The Ubyssey strongly disendorses Alex Zheng and recommends students vote no in the VP External election.
Editor’s Note: The new Editorial Board is a pilot project launched for this year’s elections. From now on, that term refers to the group of journalists who write their views as a collective in the newspaper’s name, linking us with centuries of newspaper tradition.
Our pilot Editorial Board consisted of Features Editor Elena Massing, Politics Columnist Maya Tommasi and AMS Columnist Quyen Schroeder, who served as the board’s chair.
Over the past few weeks, they contacted every candidate, held interviews, attended debates and studied platforms before deliberating among themselves who The Ubyssey will endorse. Their deliberations were private and isolated from the rest of the newsroom, including from me, the Opinion Editor, until drafts had been filed. Like all of our journalists, they practised according to the Canadian Association of Journalists’ Ethics Guidelines.
— Spencer Izen, Deputy Managing Editor and Opinion Editor
Zheng is unprepared on all fronts — AMS politics, organizing, external politics. As someone who aims to advocate for students, Zheng demonstrated minimal knowledge of municipal politics, which is one of his main advocacy fronts. He said he would lobby municipal governments in Vancouver and Burnaby for a rent cap for UBC campus housing. Zheng seemed unaware that the municipalities of Vancouver or Burnaby have no jurisdiction over UBC’s housing policy and that the university and the province would both be more relevant bodies to lobby.
When asked what municipal political actors he would contact, he said he couldn’t give a “super exact breakdown” because the elections were later in the year. Crucially, incumbents are all very public, and at least in Vancouver, the party leadership and many politicians with significant momentum are easily identifiable. Further, there will be half a year between Zheng’s acclamation and the municipal elections: time that could be used to get students' priorities on candidates’ platforms.
While he had some connections with provincial and former Burnaby municipal politicians, it wasn't clear he was prepared to contact other politicians or conduct advocacy at any level of government.
Zheng was Pollyannaish when it came to political organizing. Despite proposing to use similar tactics as the current VP external Solomon Yi-Kieran, Zheng seemed completely unfamiliar with the realities of lobbying. He implied that by collecting information about interested students through a survey, he will have a group he might mobilize in order to improve faltering momentum in policy pushes like the SkyTrain to UBC. This is not how political mobilization works. Political energy cannot simply be frozen and set aside to be utilized in a more opportune moment. A competent VP external would be able to harness current political energy and build on current political momentum to organize a more formidable activist movement.

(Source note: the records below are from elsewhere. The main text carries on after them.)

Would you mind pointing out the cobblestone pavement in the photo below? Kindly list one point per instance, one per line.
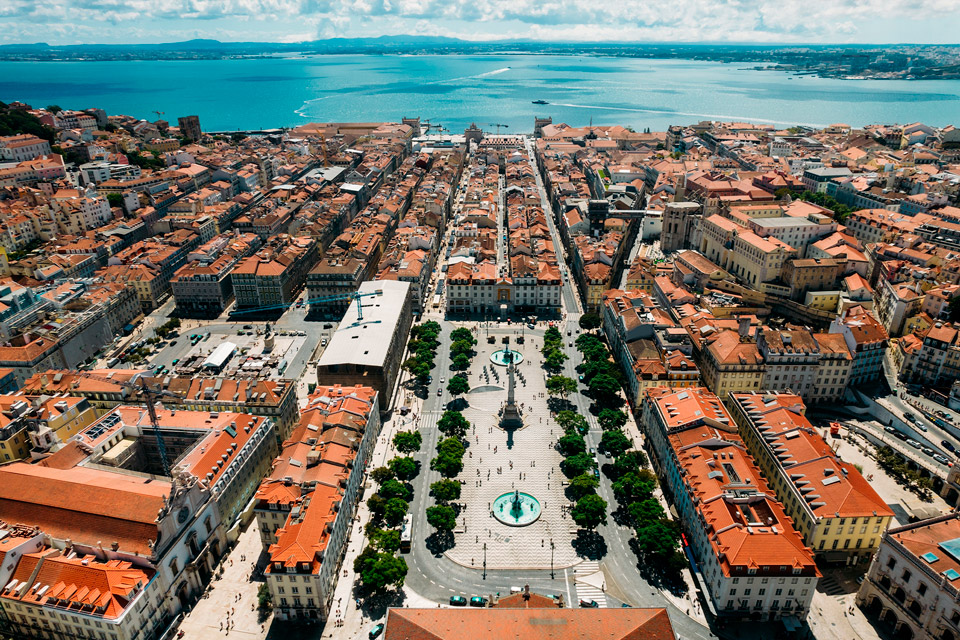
(493, 467)
(221, 614)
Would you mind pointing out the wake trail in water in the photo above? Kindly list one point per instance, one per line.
(487, 74)
(685, 113)
(302, 111)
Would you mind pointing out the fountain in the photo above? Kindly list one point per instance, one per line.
(505, 356)
(516, 509)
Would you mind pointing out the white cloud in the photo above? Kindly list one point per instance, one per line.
(631, 20)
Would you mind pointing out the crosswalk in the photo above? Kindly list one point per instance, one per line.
(585, 591)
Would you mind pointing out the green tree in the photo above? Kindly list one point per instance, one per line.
(394, 511)
(460, 362)
(442, 517)
(446, 465)
(453, 424)
(263, 597)
(554, 359)
(395, 489)
(611, 419)
(576, 465)
(458, 385)
(582, 485)
(379, 570)
(645, 512)
(604, 386)
(571, 445)
(615, 443)
(561, 385)
(408, 441)
(634, 487)
(405, 468)
(590, 511)
(572, 421)
(462, 346)
(657, 539)
(445, 490)
(590, 321)
(462, 334)
(376, 504)
(451, 446)
(386, 540)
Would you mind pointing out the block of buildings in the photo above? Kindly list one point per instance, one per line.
(836, 510)
(305, 507)
(368, 345)
(754, 563)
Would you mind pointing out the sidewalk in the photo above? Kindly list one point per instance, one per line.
(208, 619)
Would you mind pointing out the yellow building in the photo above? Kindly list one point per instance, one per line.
(34, 423)
(834, 508)
(732, 364)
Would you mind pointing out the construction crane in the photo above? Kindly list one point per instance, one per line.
(150, 397)
(353, 295)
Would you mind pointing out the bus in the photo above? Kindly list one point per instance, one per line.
(406, 534)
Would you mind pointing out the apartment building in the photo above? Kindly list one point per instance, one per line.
(754, 564)
(107, 388)
(866, 340)
(835, 509)
(912, 588)
(275, 275)
(334, 278)
(791, 359)
(126, 550)
(305, 507)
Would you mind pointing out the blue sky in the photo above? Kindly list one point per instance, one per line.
(769, 21)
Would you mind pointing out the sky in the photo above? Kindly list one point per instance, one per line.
(754, 21)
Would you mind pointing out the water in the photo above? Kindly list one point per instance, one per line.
(486, 89)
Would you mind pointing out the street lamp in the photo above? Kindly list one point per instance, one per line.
(484, 560)
(552, 574)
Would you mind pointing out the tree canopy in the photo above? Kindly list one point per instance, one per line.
(445, 490)
(590, 511)
(453, 424)
(458, 385)
(405, 468)
(615, 443)
(379, 570)
(561, 385)
(442, 517)
(408, 441)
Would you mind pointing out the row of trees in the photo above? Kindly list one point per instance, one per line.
(553, 355)
(423, 344)
(601, 374)
(657, 538)
(589, 510)
(379, 567)
(461, 348)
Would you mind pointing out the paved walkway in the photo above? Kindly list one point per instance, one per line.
(221, 614)
(493, 467)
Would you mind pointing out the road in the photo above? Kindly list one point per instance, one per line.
(437, 577)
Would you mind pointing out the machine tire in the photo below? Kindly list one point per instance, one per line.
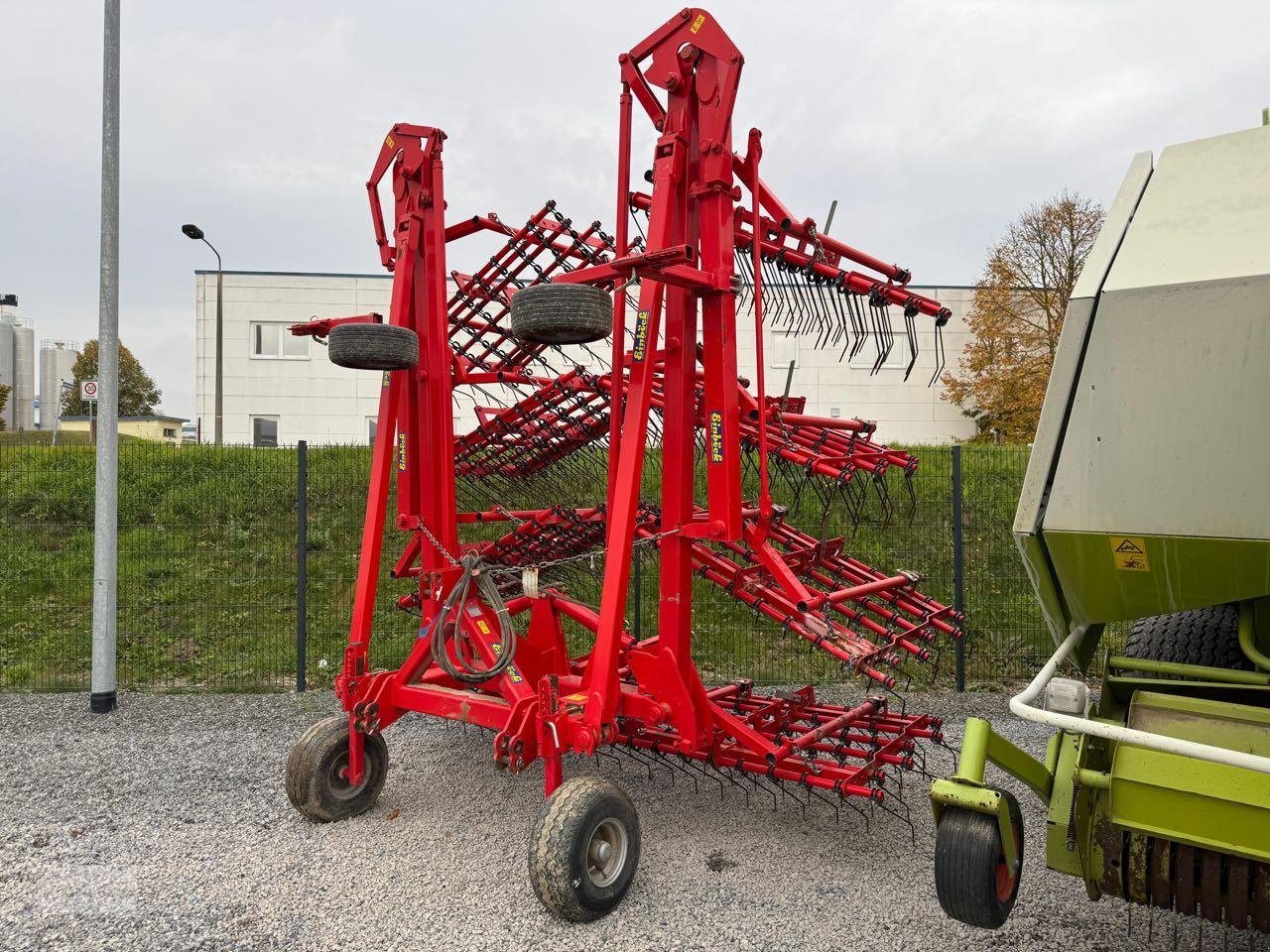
(970, 880)
(562, 313)
(373, 347)
(314, 782)
(571, 874)
(1205, 636)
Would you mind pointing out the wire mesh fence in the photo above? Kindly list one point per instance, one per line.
(208, 569)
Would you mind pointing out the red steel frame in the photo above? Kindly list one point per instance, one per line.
(644, 694)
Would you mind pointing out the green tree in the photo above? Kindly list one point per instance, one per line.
(137, 390)
(1017, 315)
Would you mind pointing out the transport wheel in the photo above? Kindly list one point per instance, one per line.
(373, 347)
(318, 772)
(584, 849)
(971, 880)
(1205, 636)
(562, 313)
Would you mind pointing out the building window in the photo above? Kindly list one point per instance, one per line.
(264, 430)
(275, 341)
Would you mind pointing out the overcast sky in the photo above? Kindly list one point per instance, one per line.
(934, 123)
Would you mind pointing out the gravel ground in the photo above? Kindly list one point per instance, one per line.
(166, 825)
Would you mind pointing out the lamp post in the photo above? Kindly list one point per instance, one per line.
(195, 234)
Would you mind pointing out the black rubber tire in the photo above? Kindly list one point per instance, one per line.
(562, 313)
(561, 869)
(314, 783)
(968, 856)
(373, 347)
(1205, 636)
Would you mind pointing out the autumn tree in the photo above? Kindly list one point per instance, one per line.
(1016, 316)
(137, 390)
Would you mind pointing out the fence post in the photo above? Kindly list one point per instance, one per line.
(302, 561)
(957, 562)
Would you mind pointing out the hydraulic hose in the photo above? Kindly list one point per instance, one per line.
(460, 666)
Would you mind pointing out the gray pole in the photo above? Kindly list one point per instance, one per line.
(105, 529)
(220, 341)
(957, 561)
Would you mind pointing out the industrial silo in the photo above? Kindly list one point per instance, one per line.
(56, 367)
(23, 397)
(17, 366)
(7, 367)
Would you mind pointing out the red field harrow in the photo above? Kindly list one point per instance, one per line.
(552, 481)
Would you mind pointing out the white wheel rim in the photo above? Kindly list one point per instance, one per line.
(606, 852)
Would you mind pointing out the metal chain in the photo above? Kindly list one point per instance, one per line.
(436, 542)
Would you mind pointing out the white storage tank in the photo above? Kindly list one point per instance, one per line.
(23, 397)
(56, 367)
(8, 324)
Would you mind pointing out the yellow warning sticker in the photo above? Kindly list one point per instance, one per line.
(1129, 553)
(640, 350)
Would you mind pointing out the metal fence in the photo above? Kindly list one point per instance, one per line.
(211, 574)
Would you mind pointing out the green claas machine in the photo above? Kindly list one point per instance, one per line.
(1147, 500)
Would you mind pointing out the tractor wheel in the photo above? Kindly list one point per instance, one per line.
(971, 880)
(562, 313)
(1205, 636)
(318, 772)
(373, 347)
(584, 849)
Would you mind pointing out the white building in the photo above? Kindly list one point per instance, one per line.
(17, 365)
(280, 389)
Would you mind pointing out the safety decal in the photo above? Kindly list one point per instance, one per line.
(715, 436)
(1129, 553)
(640, 336)
(497, 648)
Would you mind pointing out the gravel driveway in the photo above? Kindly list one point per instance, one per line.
(164, 825)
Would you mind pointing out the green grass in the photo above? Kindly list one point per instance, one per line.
(207, 567)
(45, 438)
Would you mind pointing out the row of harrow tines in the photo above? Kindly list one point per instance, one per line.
(879, 626)
(808, 293)
(858, 752)
(556, 433)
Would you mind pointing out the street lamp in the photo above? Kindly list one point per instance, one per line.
(195, 234)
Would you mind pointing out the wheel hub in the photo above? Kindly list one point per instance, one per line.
(606, 852)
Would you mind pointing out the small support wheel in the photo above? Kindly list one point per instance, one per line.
(318, 772)
(971, 879)
(562, 313)
(373, 347)
(584, 849)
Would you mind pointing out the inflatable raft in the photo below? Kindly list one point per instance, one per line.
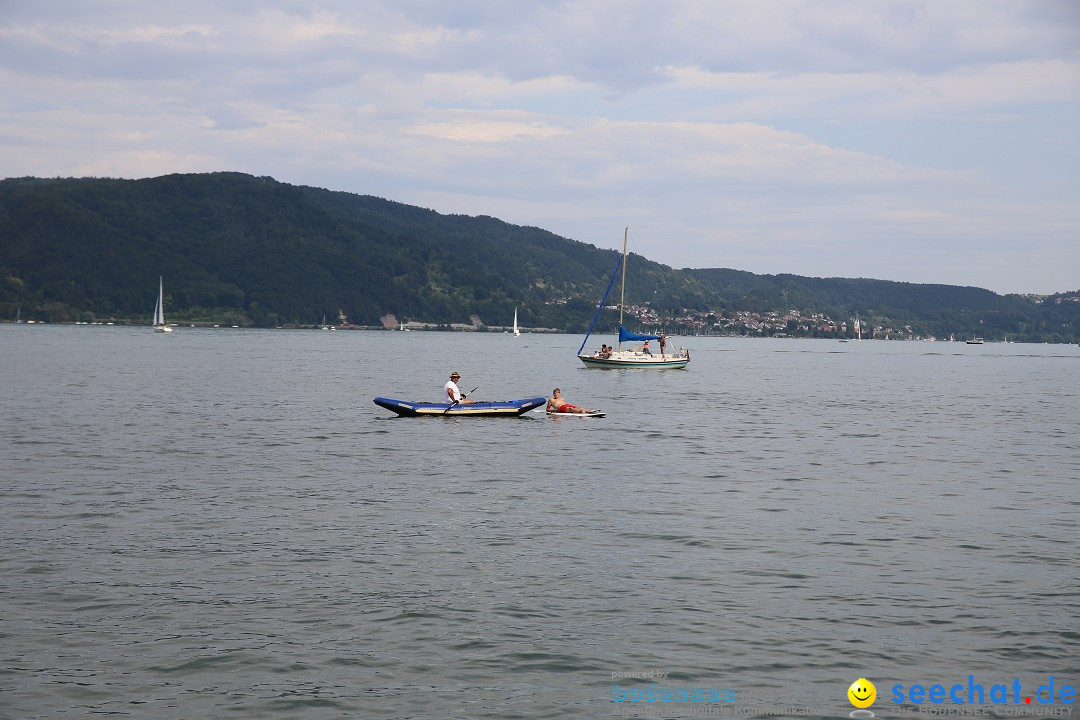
(476, 409)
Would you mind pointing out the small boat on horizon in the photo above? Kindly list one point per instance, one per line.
(159, 310)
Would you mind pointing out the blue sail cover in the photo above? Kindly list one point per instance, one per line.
(626, 336)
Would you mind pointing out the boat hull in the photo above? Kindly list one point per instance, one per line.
(628, 358)
(498, 409)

Politically, Zheng's priorities were unclear. He talked about lobbying the government for the SkyTrain to UBC and rent increase limit, but lacked any coherent policy on securing further education funding for the university. Something which might be needed, given immigration restrictions revealed our overreliance on international student tuition fees.
Zheng proved completely clueless about how AMS advocacy functions. One of Zheng’s key proposals was running surveys to gauge student engagement on key issues like the SkyTrain to UBC. He seemed unaware of how the SkyTrain to UBC was set as a core advocacy goal of the AMS at this year’s annual general meeting. This alone should pre-empt a need to run interest-gauging surveys about SkyTrain advocacy, yet Zheng proposed running multiple rounds of surveys before he’d start advocating. Zheng also seemed unaware of the oversaturation of surveys in the AMS. He said he wouldn’t start unless the surveys indicated there were at least a thousand students in favour. The yearly Academic Experience Survey (AES) only received 2,134 responses after being open from February 2025 to May 2025. When asked by the editorial board, Zheng admitted to not completing the AES or UBC’s Financial Experience Survey. He said he believed he’d completed the Student Engagement Survey — but seemed to confuse it for the end-of-term Student Evaluation of Instruction surveys. Given his track record, it’s unclear that Zheng would have filled out his own survey. He did, however, ask if we had recommendations on receiving survey responses.
Zheng was also unfamiliar with key parts of the AMS’s governance in relation to the VP external. When asked about his perspective on the External Briefs and Communication Committee, Zheng said that since the committee wasn’t public, he wouldn’t be able to answer questions about it. The committee’s minutes are publicly available on the AMS’s website.
We are certain that Zheng will be unable to execute the role of his office. If he is elected, we doubt he will make it through the year. The best result for students would be for Zheng to withdraw from the election, triggering a byelection later this year. In case he doesn’t, you should vote no to Alex Zheng for VP external.
Editorials are opinion essays, and while they represent the views of the Editorial Board, they may not speak for every person at our newspaper. They are subject, however, to the same standard of fact-checking as anything else in our report.